To analyze the underlying molecular mechanism of TE in skin inflammation, we performed RNA sequencing to identify altered gene expression. A dependable differential expression (|log2FC|≥1 & q <0.05) of 13,501 mRNAs was found, comprising 642 down-regulated and 953 upregulated genes (Figure 3A). Additionally, KEGG analysis revealed that the top nine enriched signaling pathways (P < 0.05) were primarily linked to cell signal transduction and apoptosis progression. These pathways include the MAPK, TNF-a and p53 signaling pathways (Figure 3B). Several genes exhibiting notable variations in expression levels were replicated within the TNF-a and MAPK signaling pathways (Figure 3C). To validate the RNA sequencing findings, four genes that are abundant in the MAPK pathway were selected from the heatmap. The trends observed for Jun, c-Fos, MA₂Pk₃, and NFKBIA were consistent with the RNA-sequencing results (Figure 3D). Notably, downstream inflammatory markers IL-6, IL-8, IL-1β, and TNF-α also increased. These findings are consistent with those of earlier in vivo and in vitro studies of TE inflammation (Figure 3E). To verify whether TE-stimulated inflammation is also significantly influenced by the upregulated MAPK genes and NF-kappaB pathways, HaCaT cells were treated with TE (10 μg/mL) dissolved in serum-free medium. Western blotting analysis revealed significant upregulation of phosphorylated p38-MAPK, extracellular signal-regulated kinase (ERK), c-Jun N-terminal kinases (JNK), and NF-kappaB p65 mediators, suggesting that TE activates the NF-kappaB and MAPK pathways, leading to significant increases inflammatory cells (Figure 3F). The results in vivo further verified that TE can significantly acute inflammation responses (Supplementary Figure S4).

Figure 3

Figure 3 The inflammatory effect of TE on HaCaT cells is associated with MAPK and NF-kB signaling pathways. (A) A volcano diagram showing genes with significantly varying expression levels (DEGs). Red plots indicate downregulated genes, while the blue plots indicate upregulated genes. (B) KEGG assessment of DEGs. (C) Heatmap of DEGs associated with the MAPK and NF-kappaB signaling pathways. (D) The MAPK and NF-kappaB signaling pathways’ crosstalk DEGs’ mRNA expression. ***p < 0.001, ****p < 0.0001, **p < 0.01, *p < 0.05. (E) Relative mRNA expression levels downstream of MAPK and NF-kappaB signaling pathway. (F) Expression levels of the MAPK and NF-kappaB signaling-related proteins. Outcomes are presented as the average ± standard error of at least three separate tests.

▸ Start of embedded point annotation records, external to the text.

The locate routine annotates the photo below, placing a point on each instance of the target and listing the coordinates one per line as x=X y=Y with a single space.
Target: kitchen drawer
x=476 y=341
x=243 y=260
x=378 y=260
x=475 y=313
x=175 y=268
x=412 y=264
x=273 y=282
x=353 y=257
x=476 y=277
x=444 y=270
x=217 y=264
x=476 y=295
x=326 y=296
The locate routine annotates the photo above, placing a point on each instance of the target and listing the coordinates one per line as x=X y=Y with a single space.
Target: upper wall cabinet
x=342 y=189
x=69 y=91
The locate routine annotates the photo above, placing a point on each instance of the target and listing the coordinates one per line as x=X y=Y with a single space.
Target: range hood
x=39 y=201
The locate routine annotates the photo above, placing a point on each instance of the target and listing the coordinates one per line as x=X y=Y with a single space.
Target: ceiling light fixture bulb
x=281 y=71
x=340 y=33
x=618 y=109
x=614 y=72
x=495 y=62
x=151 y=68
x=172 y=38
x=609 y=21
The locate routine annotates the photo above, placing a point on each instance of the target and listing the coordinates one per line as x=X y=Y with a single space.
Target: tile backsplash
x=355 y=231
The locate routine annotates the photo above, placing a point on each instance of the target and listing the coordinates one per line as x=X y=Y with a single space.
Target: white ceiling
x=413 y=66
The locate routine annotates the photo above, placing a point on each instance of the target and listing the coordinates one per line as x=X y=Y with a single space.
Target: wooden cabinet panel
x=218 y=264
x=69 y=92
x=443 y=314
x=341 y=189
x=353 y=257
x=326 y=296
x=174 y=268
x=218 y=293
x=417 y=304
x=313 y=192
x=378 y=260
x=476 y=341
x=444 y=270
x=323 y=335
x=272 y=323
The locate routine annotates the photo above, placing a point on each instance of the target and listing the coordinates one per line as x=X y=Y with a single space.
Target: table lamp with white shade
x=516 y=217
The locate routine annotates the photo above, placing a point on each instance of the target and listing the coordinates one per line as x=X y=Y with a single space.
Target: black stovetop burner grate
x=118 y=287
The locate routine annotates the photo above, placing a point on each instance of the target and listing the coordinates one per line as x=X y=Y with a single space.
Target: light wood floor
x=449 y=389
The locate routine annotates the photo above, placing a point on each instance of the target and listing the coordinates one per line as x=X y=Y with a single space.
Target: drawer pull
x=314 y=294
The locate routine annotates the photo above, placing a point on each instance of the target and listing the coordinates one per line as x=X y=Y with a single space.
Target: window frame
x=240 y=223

3.4 Troxerutin suppresses acute inflammatory responses induced by TE

Troxerutin (TRX) may be beneficial in suppressing inflammation and oxidative stress diseases (19–25). To examine the inhibitory effect of TE stimulation, mouse paws were injected with or without a TRX mixture (0 μm, 200 μm, 1 mM), which had been systemically pretreated with TRX and TE. As expected, TRX treatment successfully reduced the swelling and edema (Figure 4A). TRX, at 1 mM, effectively ameliorated plaque and edema symptoms. A significant decline in the percentage of paw swelling was observed within 12–24 h (Figure 4B). Skin irritation scores markedly declined after 4 h. However, no discernible dose-dependent inhibitory effect was observed on edema in mice (Figure 4C). A histological phenomenon where a reduction in the acute inflammatory pathological alterations in the epidermis was observed compared with that in the TE group after TRX treatment for 12 h (Figure 4D). Additionally, TRX significantly reduced the inflammatory response induced by TE. Varying degrees of reduction in the levels of inflammatory cytokines, such as TNF-α, IL-1β, IL-6, and IL-8, were observed in the mice’s blood compared with those in the venom group (Figure 4E). Furthermore, HaCaT cells survival increased with TRX treatment at 20, 50, 100, 200, 500, 1000 μM concentrations according to a dose-dependent pattern, especially at a concentration of TRX above 50 μM (Supplementary Figure S2). Notably, 1mM TRX alone has no obvious cytotoxicity and also can improve cell viability. Similarly, the levels of inflammatory factors in cells decreased after TRX treatment (Figure 4F). These results confirmed TRX’s anti-inflammatory efficacy on TE-induced inflammation.

Figure 4

Figure 4 Inhibition of troxerutin (TRX) on the toxicity effect and inflammatory response induced by TE in vivo and in vitro. (A) Changes in toxicity effect with TE (50 μM) combined with TRX (200 μM and 1 mM) at different times in mouse paw. (B) Skin swelling percentage and (C) irritation score in mice paw. (D) Representative pathological section of dermal toxicity (scale bars =100 μm) (E) Protein expression levels of four inflammatory cytokines IL-1β, IL-6, IL-8, and TNF-α in the blood of mice that act with TE combined with TRX (1 mM) and (F) in HaCaT cells with TRX (1 mM). n = 4 experiments/group. A total of three independent determinations (mean ± SE) supported the findings. A significant difference is shown by error bars with distinct letters (p < 0.05). *p < 0.05, **p < 0.01, ***p < 0.001, ### p < 0.001, ns>0.05.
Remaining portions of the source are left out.